A toda prisa Oscar y Gerard preparan las motos acuáticas. Saben que cada segundo cuenta. Centenares de refugiados se están ahogando a pocos kilómetros de su base en To Kyma. Nico y Oriol se suben en marcha sobre las camillas vacías. Todavía no saben qué se van a encontrar en alta mar. «Tuvimos que decidir quién vive y quién muere», nos contaba después Óscar Camps, el alma del dispositivo de rescate financiado con sus propios ahorros y, más tarde, con la solidaridad de miles de ciudadanos de todo el mundo ante la incapacidad e inacción manifiestas de los gobiernos de Europa.

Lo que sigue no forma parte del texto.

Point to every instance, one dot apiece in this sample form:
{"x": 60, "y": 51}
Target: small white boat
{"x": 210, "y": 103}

«Lo más duro era tomar a los niños de los brazos de sus padres sabiendo que era muy posible que nunca más se fueran a ver». Los barcos de los guardacostas griegos y del Frontex europeo, que no están preparados para faenas de rescate sino policiales, se mostraron totalmente ineficaces para salvar a las más de cuarenta personas muertas o desaparecidas, muchos de ellos niños.
Dos niñas y dos niños de unos siete años son encontrados vagando por el puerto. Buscan a sus padres perdidos en el mar unas horas antes. Una voluntaria los acompaña al local donde se hacinan docenas de supervivientes. Los niños atisban desde la puerta con la esperanza de que sus padres estén entre los rescatados. Entre los murmullos y sollozos que llenan la sala, la voluntaria grita su apellido. Una mujer se levanta. La niñas saltan entre los cuerpos cubiertos de mantas y se abrazan a ella. Cuando el fotoperiodista abandona la sala un rato después, los dos niños están sentados en una esquina, solos. Sus padres siguen sin aparecer.
En los días siguientes, a los fotoperiodistas nos corresponde la labor de buscar por las playas los cuerpos de los ahogados para documentar lo que no se quiere ver. Emociona ver a una mujer griega llorar desconsolada mientras abraza el pequeño cuerpo de un bebé ahogado que acaba de encontrar cerca de su casa.